A UW-Madison doctor and her husband are the victims of the double homicide under investigation at the UW Arboretum, the Dane County Medical Examiner’s Office said Wednesday.
Dr. Beth Potter, 52, a family medicine physician, and her husband, Robin Carre, 57, died from “homicidal related trauma,” the medical examiner’s office said in a statement.
The pair were found Tuesday morning by a jogger who saw them lying in a ditch in the Arboretum. Carre died at the scene, and Potter was taken to a hospital where she died shortly afterward, the medical examiner’s office said.
The UW-Madison Police Department, which is investigating the killings, offered no information Tuesday that pointed toward any suspects or motive. But police spokesman Marc Lovicott said investigators don’t believe it was a random act.
“We think this was a targeted act of violence against these two individuals,” Lovicott said.
Carre was an educator and former coaching director at Regent Soccer Club, according to his website. He offered consulting services to students and their families for the college search and application process.
Chris Murphy, whose daughter Helen was coached by Carre for several years as a child, said he admired Carre as a coach because of how well he knew and taught the sport.
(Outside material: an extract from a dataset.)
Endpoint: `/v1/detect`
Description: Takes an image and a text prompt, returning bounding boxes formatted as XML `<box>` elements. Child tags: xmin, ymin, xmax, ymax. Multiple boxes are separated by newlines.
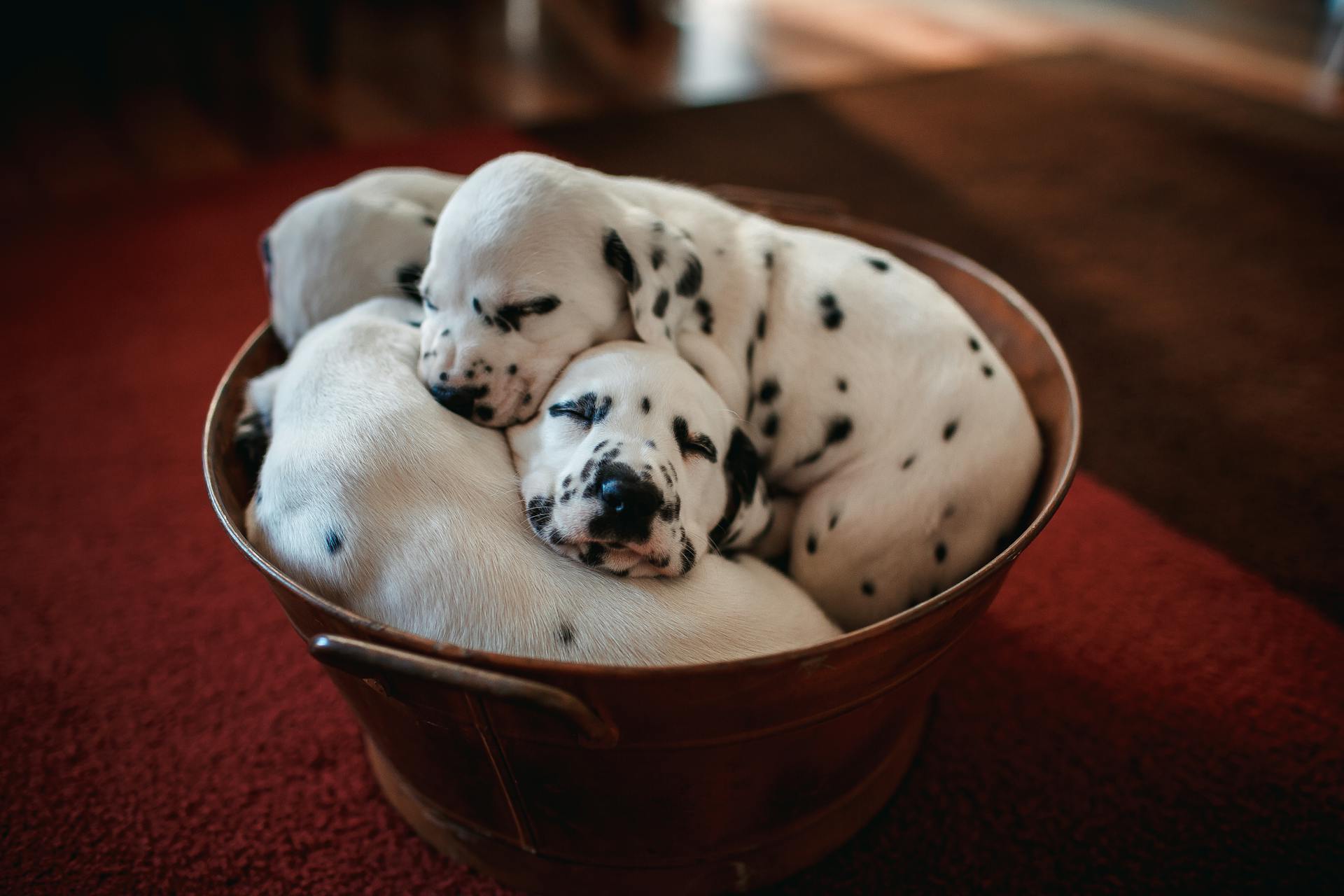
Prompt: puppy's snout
<box><xmin>598</xmin><ymin>465</ymin><xmax>663</xmax><ymax>522</ymax></box>
<box><xmin>428</xmin><ymin>384</ymin><xmax>485</xmax><ymax>418</ymax></box>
“He cared far more about how players learned the game than he did about their record that season, and he was always calm and even-tempered,” Murphy said.
Off the field, Murphy said, Carre was “great company — fun to be around, kind and told good stories.”
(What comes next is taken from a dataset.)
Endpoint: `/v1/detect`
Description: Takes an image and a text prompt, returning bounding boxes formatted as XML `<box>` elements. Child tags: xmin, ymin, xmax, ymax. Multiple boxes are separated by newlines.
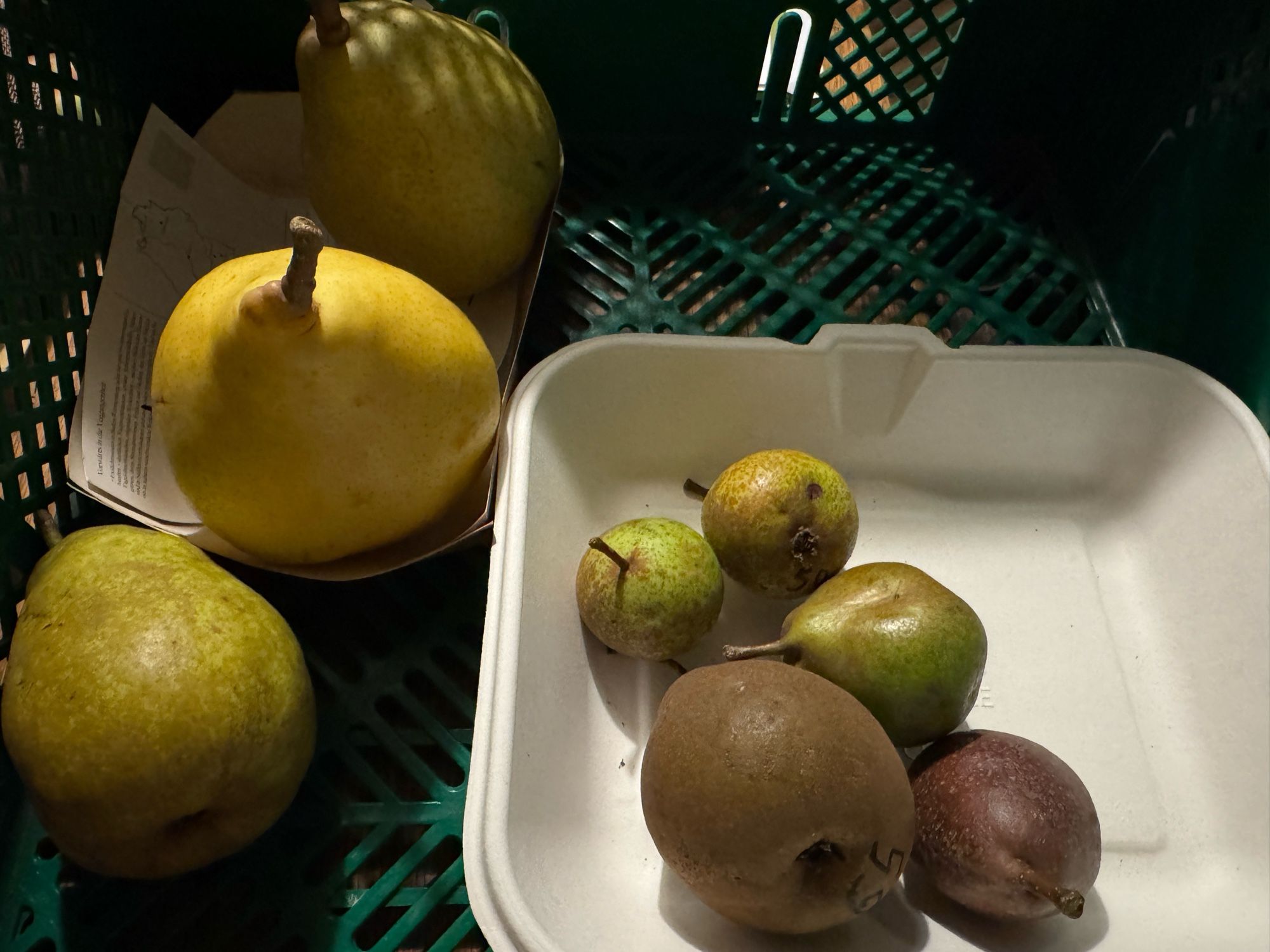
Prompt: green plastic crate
<box><xmin>0</xmin><ymin>0</ymin><xmax>1270</xmax><ymax>952</ymax></box>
Potter worked at the Wingra Family Medical Center, run by the UW-Madison Department of Family Medicine and Community Health and Access Community Health Centers. She and Carre had three children, according to a profile that is no longer visible on the department’s website.
A Facebook fundraiser was started Wednesday to raise money for the children.
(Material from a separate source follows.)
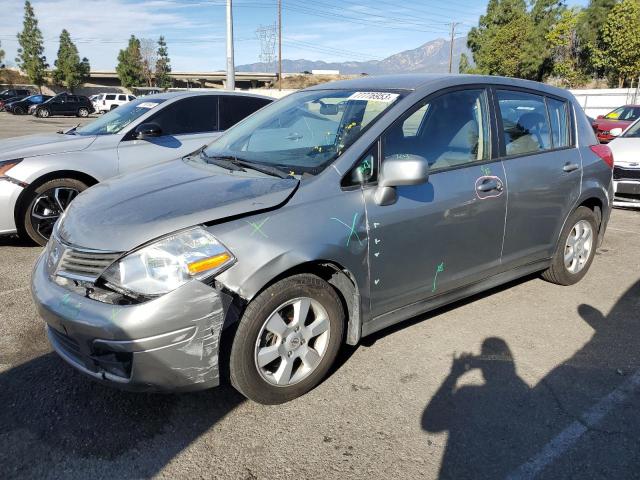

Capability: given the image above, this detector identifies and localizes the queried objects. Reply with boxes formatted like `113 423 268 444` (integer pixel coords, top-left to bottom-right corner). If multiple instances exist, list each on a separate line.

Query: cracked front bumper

“In addition to being a wonderful family physician and highly respected teacher, Beth was a dedicated clinical leader,” said Dr. William Schwab, interim chair of the family medicine department. “She was wise, warm, and always supportive. There are so many patients, students and colleagues whose lives have been touched by Beth.”
Dr. Patrick McBride, a retired former associate dean at the UW School of Medicine and Public Health, said Potter was a “doctor’s doctor.”
“Other doctors had her see their kids,” McBride said. She was “dedicated to treating the underserved at the highest quality of care, with dignity.”
She was medical director of UW Health’s Employee Health Services and spoke French and Spanish, which “brought clarity and comfort to the diverse patient population she served,” according to a tribute on the medical school’s website.
Dr. Robert Golden, medical school dean, notified medical school staff and others of Potter’s death in an email late Wednesday morning.
“I am deeply saddened to share with you the tragic news about the untimely death of Beth Potter MD, a professor in our Department of Family Medicine and Community Health and the Medical Director of Employee Health Services at UW Health,” the email said.
“Under any circumstances, the loss of such a wonderful colleague, leader, and friend would be incredibly devastating,” Golden’s email said. “Considering all that we are currently experiencing, Beth’s loss is exceptionally painful and difficult to bear.”